The MARPOL Convention is the global agreement to control pollution from ships. MARPOL Annex VI regulates the emission into the atmosphere of specified pollutants from ships.

“By enacting MARPOL Annex VI, the United States continues to lead the way in reducing air pollution from ships,” said Senator Inouye. “We now have the authority to inspect party and non-party vessels, consistent with the other marine annexes.  In addition, as we look forward to the next round of treaty negotiations in October, the United States will again be well-positioned to continue to press for higher standards and better pollution controls from ships operating in our waters.”

As enacted, H.R. 802 would:

·         Require the EPA to promulgate regulations to establish standards for nitrogen oxides (NOx), sulfur oxides (SOx), and volatile organic compounds and quality standards for vessel fuel oil in consultation with the Coast Guard.

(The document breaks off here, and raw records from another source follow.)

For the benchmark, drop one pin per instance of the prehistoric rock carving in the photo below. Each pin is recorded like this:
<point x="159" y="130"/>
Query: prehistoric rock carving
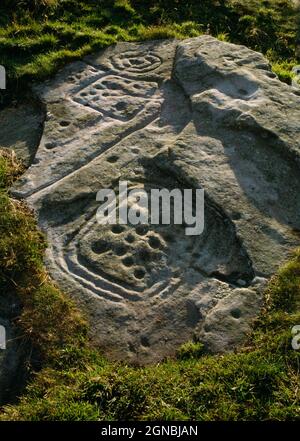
<point x="193" y="114"/>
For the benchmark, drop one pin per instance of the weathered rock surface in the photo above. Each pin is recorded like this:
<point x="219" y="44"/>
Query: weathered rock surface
<point x="193" y="114"/>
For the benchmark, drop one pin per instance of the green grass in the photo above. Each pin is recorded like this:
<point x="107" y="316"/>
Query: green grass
<point x="76" y="382"/>
<point x="39" y="36"/>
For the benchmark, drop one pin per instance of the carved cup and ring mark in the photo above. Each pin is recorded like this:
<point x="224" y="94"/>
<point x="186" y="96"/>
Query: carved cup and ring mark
<point x="118" y="97"/>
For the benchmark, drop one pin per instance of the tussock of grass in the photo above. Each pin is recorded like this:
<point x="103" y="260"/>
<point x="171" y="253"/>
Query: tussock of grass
<point x="49" y="318"/>
<point x="260" y="382"/>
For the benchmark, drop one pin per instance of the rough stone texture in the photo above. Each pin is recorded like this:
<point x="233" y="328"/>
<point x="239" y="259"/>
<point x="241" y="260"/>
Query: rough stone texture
<point x="21" y="129"/>
<point x="193" y="114"/>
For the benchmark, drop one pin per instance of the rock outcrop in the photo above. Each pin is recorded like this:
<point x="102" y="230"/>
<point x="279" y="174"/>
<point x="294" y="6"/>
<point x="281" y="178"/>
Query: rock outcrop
<point x="193" y="114"/>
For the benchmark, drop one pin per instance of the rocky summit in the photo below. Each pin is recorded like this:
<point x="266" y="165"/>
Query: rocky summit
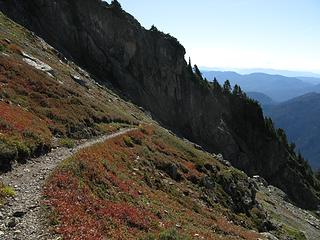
<point x="196" y="158"/>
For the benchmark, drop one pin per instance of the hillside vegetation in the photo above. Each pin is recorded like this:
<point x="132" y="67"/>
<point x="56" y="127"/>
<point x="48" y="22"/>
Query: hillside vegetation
<point x="140" y="185"/>
<point x="148" y="183"/>
<point x="149" y="68"/>
<point x="299" y="117"/>
<point x="37" y="105"/>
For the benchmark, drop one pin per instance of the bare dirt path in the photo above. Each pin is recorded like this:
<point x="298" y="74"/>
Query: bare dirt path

·         Require U.S.-flag vessels and foreign vessels that are operating in the territorial sea, in emission control areas, and in areas designated by the Administrator, in consultation with the Coast Guard, to comply with vessel air emission regulations that are issued by the Coast Guard and the EPA. These requirements also would give the Coast Guard the authority to apply Annex VI to party and non-party vessels in the U.S. EEZ in the same manner as the other marine-related Annexes apply to non-party vessels.

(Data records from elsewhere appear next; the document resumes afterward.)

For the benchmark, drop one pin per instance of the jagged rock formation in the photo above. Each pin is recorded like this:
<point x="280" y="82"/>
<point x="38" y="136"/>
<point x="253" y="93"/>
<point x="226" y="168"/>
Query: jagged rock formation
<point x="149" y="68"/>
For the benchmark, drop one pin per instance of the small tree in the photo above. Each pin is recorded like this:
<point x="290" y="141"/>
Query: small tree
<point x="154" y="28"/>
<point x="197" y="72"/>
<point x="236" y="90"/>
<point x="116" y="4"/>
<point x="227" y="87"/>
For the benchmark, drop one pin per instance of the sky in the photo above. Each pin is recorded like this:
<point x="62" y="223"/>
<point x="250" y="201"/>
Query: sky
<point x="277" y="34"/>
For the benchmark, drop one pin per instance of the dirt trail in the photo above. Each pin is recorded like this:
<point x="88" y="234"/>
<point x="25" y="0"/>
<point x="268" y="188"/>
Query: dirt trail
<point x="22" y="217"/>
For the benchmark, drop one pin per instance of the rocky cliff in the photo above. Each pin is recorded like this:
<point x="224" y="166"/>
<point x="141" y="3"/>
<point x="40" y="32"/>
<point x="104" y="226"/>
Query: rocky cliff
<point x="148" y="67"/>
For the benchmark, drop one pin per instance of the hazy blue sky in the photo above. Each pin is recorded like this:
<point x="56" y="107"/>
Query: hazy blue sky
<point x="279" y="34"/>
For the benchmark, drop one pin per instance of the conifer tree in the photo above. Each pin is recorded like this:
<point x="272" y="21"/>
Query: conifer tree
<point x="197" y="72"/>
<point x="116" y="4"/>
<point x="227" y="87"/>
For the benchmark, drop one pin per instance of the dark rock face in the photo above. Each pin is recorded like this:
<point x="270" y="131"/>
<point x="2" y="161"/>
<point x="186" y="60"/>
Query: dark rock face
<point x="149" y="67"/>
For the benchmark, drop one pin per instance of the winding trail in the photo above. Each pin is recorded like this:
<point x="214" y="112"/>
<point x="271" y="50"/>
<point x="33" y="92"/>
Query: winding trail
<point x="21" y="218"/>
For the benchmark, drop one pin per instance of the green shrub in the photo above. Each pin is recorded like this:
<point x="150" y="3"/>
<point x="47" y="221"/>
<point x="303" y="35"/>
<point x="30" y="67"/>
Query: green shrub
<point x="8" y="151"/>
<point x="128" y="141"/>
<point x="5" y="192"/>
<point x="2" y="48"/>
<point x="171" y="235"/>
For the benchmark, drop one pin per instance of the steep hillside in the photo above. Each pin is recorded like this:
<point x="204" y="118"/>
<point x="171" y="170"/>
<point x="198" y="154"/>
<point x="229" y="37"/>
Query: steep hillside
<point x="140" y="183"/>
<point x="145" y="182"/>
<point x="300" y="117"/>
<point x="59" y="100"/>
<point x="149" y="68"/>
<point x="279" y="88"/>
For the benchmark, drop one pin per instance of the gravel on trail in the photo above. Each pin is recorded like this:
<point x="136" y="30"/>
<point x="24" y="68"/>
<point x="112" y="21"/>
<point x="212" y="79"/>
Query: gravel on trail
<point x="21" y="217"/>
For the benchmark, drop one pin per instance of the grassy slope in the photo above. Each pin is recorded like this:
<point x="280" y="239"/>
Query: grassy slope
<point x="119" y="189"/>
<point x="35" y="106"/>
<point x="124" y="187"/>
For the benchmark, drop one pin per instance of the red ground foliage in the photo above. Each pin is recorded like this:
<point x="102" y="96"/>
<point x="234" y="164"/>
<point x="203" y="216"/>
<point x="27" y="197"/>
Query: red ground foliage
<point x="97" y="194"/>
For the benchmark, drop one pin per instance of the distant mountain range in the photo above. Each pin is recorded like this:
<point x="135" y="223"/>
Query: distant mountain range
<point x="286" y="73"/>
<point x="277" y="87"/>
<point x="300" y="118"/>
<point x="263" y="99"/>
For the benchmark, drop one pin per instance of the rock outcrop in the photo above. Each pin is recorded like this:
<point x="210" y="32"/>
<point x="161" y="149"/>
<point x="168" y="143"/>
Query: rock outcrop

·         Ensure that the authority to enforce Annex VI would not restrict the freedom of navigation in a country’s EEZ, the right of passage through the territorial sea, or the right of transit passage though straits used for international navigation.

·         Apply vessel air emission standards only to vessels with NOx marine engines rated above 130 kilowatts, or 175 horsepower.

·         Prohibit any person other than the Administrator of the EPA from issuing an Engine International Air Pollution Prevention Certificate on behalf of the United States and require that such certificates are issued consistently with regulations and requirements under the Clean Air Act. 

·         Require each vessel greater than 400 gross tons and each offshore terminal to be issued an International Air Pollution Prevention Certificate to certify that the vessel’s or terminal’s equipment is in compliance with all applicable requirements under MARPOL Annex VI, and an Engine International Air Pollution Prevention Certificate to certify that each engine or engine group is in compliance with NOx standards. 

·         Require the Secretary of the Department in which the Coast Guard is operating or the EPA Administrator to prescribe regulations that require ports and terminals to provide or ensure the availability of adequate reception facilities for ozone depleting substances, equipment containing such substances, and exhaust cleaning residues. This section also would authorize the Coast Guard to deny a vessel entry into a port or terminal that, in the Coast Guard’s determination, is not in compliance with those regulations.